The prime contract required the GC to procure commercial liability insurance including the owner as an additional insured for claims caused by the GC’s negligent acts or omissions. The subcontract likewise required the subcontractor to procure commercial general liability insurance but required only that the GC be named as an additional insured. However, the subcontract also included a flow through clause, binding the subcontractor to the terms of the prime contract and assuming toward the GC all the obligations and responsibilities that the GC assumed toward the owner. However, the subcontract did not expressly require that the subcontractor name the owner as an additional insured, and in order for the owner to qualify as an additional insured under the subcontractor’s insurance policy, the subcontractor must have agreed in the subcontract to name the owner as an additional insured.

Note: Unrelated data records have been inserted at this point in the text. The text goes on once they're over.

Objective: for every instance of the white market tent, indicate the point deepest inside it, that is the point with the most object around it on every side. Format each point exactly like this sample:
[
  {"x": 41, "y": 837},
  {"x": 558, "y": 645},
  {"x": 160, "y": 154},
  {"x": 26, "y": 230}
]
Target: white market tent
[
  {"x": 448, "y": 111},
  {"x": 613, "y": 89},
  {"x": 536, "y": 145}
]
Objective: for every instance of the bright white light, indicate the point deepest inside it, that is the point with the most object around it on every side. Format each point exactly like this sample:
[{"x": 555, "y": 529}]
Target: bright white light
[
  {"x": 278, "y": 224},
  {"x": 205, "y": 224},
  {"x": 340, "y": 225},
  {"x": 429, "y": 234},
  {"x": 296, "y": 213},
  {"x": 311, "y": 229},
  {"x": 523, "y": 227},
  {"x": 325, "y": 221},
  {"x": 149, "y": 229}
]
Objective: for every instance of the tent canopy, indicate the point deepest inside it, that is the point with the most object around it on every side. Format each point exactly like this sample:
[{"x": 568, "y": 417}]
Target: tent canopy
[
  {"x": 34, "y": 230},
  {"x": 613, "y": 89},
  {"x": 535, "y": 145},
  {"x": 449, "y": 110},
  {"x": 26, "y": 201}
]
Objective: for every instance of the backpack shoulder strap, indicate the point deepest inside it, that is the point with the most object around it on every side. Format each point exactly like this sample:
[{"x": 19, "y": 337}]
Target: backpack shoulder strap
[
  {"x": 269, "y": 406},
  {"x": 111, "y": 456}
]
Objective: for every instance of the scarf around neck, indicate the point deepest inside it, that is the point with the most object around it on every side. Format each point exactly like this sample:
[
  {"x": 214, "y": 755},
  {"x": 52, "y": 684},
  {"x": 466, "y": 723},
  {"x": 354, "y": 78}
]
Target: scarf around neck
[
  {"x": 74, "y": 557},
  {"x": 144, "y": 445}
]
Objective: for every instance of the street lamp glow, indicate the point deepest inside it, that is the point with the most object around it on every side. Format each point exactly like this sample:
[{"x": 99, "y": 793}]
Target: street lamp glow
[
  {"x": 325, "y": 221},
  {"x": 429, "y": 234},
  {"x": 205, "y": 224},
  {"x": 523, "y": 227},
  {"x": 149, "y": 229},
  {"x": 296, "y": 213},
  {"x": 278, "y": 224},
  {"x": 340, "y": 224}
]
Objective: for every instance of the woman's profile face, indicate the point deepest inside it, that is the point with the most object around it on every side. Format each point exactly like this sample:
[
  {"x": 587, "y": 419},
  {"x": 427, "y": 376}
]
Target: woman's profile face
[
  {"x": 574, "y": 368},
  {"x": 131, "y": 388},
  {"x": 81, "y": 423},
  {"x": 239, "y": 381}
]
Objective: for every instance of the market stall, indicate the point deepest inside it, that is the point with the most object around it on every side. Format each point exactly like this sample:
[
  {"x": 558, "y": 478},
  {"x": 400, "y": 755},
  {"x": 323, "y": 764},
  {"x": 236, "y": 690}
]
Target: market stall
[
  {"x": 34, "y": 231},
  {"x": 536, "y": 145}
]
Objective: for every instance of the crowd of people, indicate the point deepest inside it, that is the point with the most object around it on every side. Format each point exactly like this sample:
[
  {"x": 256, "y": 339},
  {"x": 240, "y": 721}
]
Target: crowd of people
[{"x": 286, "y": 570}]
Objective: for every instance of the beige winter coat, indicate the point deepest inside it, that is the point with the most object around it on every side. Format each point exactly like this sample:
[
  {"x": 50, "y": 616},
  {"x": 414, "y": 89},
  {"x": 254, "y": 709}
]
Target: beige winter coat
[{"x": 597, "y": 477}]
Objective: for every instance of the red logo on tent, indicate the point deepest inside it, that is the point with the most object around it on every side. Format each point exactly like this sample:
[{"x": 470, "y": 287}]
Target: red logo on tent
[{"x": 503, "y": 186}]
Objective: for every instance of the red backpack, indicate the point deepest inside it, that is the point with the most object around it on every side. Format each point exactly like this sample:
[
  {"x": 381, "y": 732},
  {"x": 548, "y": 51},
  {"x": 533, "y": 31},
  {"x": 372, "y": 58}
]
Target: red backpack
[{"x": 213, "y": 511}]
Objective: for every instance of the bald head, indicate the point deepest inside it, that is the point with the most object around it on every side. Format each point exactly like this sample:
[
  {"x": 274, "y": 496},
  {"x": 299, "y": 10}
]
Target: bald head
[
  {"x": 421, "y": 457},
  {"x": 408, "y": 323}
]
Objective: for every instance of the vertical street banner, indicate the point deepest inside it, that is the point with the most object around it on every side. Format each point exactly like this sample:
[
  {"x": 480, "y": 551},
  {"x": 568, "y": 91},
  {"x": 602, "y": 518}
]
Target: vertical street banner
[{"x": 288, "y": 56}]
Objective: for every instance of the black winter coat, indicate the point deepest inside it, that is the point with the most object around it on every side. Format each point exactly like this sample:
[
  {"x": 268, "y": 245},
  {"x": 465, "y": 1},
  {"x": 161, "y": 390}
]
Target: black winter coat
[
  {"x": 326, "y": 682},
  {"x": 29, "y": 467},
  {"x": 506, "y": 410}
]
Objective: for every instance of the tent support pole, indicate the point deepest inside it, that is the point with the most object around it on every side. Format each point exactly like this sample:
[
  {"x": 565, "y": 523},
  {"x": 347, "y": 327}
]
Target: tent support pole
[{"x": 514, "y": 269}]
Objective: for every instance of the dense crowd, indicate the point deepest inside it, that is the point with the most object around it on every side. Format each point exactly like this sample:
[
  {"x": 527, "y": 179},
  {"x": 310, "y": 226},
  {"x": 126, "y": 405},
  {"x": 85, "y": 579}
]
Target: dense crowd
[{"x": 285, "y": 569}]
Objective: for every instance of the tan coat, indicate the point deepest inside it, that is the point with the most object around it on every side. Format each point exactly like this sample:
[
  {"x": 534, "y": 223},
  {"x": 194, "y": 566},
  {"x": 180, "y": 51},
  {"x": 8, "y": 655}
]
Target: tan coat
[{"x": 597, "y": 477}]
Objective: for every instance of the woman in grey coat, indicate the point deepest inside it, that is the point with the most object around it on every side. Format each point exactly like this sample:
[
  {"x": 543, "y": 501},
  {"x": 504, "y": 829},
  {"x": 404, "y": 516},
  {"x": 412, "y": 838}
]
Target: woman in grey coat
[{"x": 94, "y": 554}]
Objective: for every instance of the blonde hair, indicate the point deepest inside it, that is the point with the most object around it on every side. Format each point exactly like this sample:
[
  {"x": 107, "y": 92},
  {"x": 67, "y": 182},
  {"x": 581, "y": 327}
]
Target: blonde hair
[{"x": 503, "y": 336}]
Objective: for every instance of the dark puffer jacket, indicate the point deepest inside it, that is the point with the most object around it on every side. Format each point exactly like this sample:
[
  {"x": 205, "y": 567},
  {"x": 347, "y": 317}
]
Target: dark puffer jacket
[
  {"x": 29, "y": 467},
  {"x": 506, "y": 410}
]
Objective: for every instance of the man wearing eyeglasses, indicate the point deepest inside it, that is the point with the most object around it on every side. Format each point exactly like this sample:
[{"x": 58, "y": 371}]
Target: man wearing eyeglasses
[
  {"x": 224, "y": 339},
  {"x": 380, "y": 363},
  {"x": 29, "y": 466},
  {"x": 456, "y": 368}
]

The District Court rejected the GC’s argument that the flow through clause in the subcontract incorporated all the GC’s obligations, including the GC’s obligation to provide additional insurance coverage to the owner. The Court examined the flow through clause under both Virginia and New York law, reaching the same conclusion for each. It relied on a New York case for its rationale, Persuad v. Bovis Land Lease, 93 A.D.3d 831 (2d Dep’t 2012), which provides “under New York law, incorporation clauses in a construction subcontract, incorporating prime contract clauses by reference into a subcontract bind a subcontractor only as to the prime contract provisions relating to the scope, quality, character and manner of work to be performed by the subcontractor.” The Court concluded that because the subcontractor did not expressly assume an obligation to name the owner as an additional insured, the flow through clause would not apply to an additional insured obligation, and therefore the owner was not an additional insured under the subcontractor’s policy.
Contracting parties need to be conscious of overreliance on flow through clauses. In jurisdictions like New York, which narrowly construe these provisions, only the obligations pertaining to the scope of work are likely to flow down to a subcontractor. Disputes involving flow through provisions typically involve important risk management provisions such as insurance, indemnification, and arbitration, which are not necessarily considered to pertain directly to the scope of work. The better approach to ensure an obligation flows down to a subcontractor, regardless of the jurisdiction governing the contract, is to make sure the subcontract itself specifically includes what the parties agree on.